Column 197: Chasing Ghosts
A changing of the guard at the OWH.
I heard from a friend of a friend that Niz Proskocil has left the music beat at the Omaha World-Herald.
I couldn't get an actual, dyed-in-the-wool confirmation from Niz because she had to run it past her editors, and after almost a week, still nothing. These kinds of staff changes aren't reported by the paper unless the position in question is editor-in-chief or a rung beneath it. Changes in lower-rung jobs, like beat reporters, are treated as gossip. It's the kind of inside poop that the editors figure no one would -- or should -- care about. They're wrong, of course. The politicians and businessmen who are studied and dissected by these journalists obviously care. As for the rest of their readers, well, unless it involves the Huskers, does it matter who's writing the stories? Not really. Other than the name on the masthead, news is anonymous. Readers remember the headline, not the byline. An exception to the rule is columnists and critics, who are defined by their unique style and opinion. But that guy covering City Hall or the western Iowa education beat -- he's a ghost.
The music beat must be a thankless job at dailies, looked down upon by the reporters doing "the important stuff," whatever that is. The type of reader who wants to know about this weekend's CD release shows probably doesn't read the World-Herald. The editors know this and act accordingly, which is one of the reasons why we only get the weekend edition at my house.
There are those among us, however, who have followed the World-Herald's music criticism for a long, long time. For me, it started with Steve Millburg, who mainly wrote about movies. He was a critic during -- or just after -- the downfall of Peter Citron, a guy remembered more for charges involving child porn than for his years and years of writing restaurant and movie criticism, something Citron did well, though no one will ever admit it. I guess it doesn't matter anymore, now that he's dead.
Millburg held a place of prominence in the long-defunct World-Herald Sunday Entertainment section -- a smart, self-contained weekly guide that included movie, music, book and art reviews, travel information, a TV guide and a crossword puzzle. Later in the week, long after the rest of the Sunday paper had been thrown away, the Entertainment section remained on the coffee table. Whether it was economics (maybe) or just a bad decision (probably), the World-Herald did away with the Entertainment section years ago, integrating some of its contents into the rest of the Sunday paper, while placing the weekend listings and band features in Thursday's wispy Go! section.
So while my dad painstakingly studied the want ads and mom read the Living section (the sports section went unread), I grabbed Entertainment from the Sunday stack. Millburg usually had a column and a page of capsule reviews. Sometimes he wrote about music too, but that was rare. Though the rest of the OWH was a blank recitation of facts, Millburg wrote with a voice. Along with Citron's, it was the first voice I ever read in a newspaper. It would be a voice that would be in the back of my mind throughout college.
A quick Google search reveals that Millburg is now living in Birmingham, Alabama, writing novels and doing the occasional freelance assignment.

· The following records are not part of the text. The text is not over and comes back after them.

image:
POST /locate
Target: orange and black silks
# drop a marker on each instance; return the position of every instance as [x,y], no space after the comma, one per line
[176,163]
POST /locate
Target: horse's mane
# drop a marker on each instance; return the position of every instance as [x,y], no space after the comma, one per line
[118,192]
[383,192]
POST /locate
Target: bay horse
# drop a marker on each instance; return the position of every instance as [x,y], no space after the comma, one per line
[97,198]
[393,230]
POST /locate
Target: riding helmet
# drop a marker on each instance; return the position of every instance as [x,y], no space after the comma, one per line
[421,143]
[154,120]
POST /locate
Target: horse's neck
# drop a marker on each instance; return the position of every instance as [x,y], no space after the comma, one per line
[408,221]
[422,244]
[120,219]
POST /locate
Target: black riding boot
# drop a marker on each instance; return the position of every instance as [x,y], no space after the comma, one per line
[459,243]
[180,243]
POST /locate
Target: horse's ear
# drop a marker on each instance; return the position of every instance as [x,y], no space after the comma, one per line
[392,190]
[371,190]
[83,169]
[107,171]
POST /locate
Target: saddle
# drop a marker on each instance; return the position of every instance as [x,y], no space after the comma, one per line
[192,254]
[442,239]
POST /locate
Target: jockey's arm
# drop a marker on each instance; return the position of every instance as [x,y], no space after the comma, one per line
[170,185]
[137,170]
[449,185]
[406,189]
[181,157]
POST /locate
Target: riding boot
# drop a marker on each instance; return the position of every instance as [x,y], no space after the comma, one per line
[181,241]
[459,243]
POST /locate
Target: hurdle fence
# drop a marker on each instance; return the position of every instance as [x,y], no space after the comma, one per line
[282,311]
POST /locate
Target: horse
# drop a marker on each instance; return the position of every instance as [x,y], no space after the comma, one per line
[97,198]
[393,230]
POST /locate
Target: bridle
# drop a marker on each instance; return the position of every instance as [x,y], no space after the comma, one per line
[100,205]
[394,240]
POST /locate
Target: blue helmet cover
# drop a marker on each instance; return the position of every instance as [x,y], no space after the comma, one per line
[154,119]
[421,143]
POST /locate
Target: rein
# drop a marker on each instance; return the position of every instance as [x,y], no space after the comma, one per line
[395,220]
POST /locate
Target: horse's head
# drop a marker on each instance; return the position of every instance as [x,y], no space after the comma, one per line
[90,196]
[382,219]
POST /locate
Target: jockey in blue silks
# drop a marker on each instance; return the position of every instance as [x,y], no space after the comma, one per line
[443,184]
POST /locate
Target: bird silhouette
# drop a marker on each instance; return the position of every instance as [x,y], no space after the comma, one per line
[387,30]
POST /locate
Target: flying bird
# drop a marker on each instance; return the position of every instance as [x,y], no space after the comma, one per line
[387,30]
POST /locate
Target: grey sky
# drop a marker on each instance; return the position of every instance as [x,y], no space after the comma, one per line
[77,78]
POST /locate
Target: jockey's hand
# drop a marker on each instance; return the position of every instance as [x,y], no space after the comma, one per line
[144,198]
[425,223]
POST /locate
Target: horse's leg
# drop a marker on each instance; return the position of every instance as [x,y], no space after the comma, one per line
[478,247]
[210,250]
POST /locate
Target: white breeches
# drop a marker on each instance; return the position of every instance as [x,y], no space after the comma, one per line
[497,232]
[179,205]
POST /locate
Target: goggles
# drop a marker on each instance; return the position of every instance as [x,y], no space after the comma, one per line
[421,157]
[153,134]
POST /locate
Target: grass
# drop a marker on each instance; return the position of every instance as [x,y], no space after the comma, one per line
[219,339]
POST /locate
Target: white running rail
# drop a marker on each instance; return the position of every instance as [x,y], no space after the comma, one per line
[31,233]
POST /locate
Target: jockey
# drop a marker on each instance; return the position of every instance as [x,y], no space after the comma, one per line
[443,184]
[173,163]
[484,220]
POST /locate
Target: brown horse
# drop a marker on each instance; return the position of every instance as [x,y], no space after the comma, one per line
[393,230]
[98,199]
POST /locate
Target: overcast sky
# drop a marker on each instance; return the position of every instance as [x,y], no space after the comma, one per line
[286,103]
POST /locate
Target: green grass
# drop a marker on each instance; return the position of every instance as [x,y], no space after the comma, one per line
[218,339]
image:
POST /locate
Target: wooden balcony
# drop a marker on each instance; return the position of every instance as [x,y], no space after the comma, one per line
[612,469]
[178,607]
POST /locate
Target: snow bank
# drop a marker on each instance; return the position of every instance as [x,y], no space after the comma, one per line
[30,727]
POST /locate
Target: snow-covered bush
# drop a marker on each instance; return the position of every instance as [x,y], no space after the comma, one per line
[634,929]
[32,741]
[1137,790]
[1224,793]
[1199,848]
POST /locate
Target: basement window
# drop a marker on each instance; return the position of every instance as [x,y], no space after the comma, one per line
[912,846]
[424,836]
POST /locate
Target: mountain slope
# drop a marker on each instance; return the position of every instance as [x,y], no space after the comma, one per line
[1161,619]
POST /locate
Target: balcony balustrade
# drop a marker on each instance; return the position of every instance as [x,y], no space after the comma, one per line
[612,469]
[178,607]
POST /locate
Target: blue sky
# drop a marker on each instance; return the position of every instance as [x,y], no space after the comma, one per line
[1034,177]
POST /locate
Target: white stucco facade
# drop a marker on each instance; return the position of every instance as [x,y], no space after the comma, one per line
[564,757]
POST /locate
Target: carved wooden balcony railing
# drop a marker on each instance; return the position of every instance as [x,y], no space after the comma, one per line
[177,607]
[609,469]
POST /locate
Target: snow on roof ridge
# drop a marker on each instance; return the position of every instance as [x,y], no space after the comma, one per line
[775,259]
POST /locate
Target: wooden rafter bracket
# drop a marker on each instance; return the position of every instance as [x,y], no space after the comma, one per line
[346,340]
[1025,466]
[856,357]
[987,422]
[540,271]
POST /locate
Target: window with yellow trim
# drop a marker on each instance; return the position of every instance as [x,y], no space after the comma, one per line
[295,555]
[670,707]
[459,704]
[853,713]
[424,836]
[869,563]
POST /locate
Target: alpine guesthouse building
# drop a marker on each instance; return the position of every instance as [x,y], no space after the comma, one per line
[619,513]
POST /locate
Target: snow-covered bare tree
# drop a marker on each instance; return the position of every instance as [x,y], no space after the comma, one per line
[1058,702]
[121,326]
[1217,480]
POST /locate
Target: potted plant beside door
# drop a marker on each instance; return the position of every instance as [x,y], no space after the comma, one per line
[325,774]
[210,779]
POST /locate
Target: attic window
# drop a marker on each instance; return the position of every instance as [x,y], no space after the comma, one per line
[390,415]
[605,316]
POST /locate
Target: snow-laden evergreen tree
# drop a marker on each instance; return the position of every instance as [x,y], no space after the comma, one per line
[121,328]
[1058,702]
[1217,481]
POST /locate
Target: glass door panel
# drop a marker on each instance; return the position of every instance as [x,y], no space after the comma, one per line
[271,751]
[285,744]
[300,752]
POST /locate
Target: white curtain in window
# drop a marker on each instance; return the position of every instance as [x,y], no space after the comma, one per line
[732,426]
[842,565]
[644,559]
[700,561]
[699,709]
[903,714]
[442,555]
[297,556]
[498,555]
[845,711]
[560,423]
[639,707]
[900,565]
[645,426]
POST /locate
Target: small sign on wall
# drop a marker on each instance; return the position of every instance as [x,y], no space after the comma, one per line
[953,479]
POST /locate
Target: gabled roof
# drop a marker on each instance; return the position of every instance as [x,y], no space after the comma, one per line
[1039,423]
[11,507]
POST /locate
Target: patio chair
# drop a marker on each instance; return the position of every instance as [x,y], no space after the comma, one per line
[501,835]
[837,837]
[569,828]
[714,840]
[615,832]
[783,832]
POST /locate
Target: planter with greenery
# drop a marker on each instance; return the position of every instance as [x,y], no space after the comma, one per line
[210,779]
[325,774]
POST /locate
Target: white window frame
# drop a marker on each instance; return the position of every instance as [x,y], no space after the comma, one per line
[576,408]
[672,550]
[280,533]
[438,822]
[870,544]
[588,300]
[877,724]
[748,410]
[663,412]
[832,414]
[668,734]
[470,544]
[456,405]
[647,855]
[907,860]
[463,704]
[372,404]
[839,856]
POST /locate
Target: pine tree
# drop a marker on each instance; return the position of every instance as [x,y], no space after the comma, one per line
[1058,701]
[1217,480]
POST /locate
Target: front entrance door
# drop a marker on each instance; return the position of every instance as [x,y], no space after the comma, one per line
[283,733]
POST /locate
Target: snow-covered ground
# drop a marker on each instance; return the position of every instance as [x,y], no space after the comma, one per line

After Millburg was Roger Catlin, a younger guy with plenty of attitude who wrote about bands like Elvis Costello and The Cucumbers. Roger didn't last long at the Herald. Today he writes a television column for the Hartford Courant.
Next in the barrel were Jim Minge and Tony Moton -- the first OWH reporters that I remember seeing at rock shows. Moton left the World-Herald in '99 and went on to write screen plays. Minge, as we all know, now runs the City Weekly.
They were followed by Christine Laue. Though Minge and Moton tried to cover local music, it was Laue who really made it a focus and a cornerstone of the just-created Go! section back in '01. Niz took over after Laue was moved to the fashion and pop culture beat. Today, Laue writes about condos and shopping centers.
Niz continued to cover local music even after the World-Herald pointed her squarely in the direction of the Qwest Center and its county-fair touring bands -- which are, after all, what the editors assume the majority of their readers care about. They're probably right, even though the real story -- the one that defines Omaha nationally as an indie music Mecca -- is taking place in small bars and local venues where tomorrow's stars are honing their craft.
A couple weeks ago, the rumors about Niz became reality, as her byline disappeared from Go! and reappeared in the Money section. Her replacement appears to be Kevin Coffey.
There is significance to this changing of the guard. As a musician once told me after an interview -- it's nice to get featured in the alt weeklies, but to be in The Omaha World-Herald, well, "my parents read the World-Herald." It's a "big deal." So while that musician will use my Reader story for packaging material, the World-Herald story will be cut out and framed; it will be read 20 years from now by his children.
Whether he knows it or his fellow reporters know or his editors and publisher know it, Coffey has one of the most important jobs at the World-Herald, at least in the minds of the army of musicians, club owners, record shop proprietors and everyone else who makes a living in this town from music. All eyes are on you, Kevin. Let's see what you've got. Don't let them turn you into a ghost.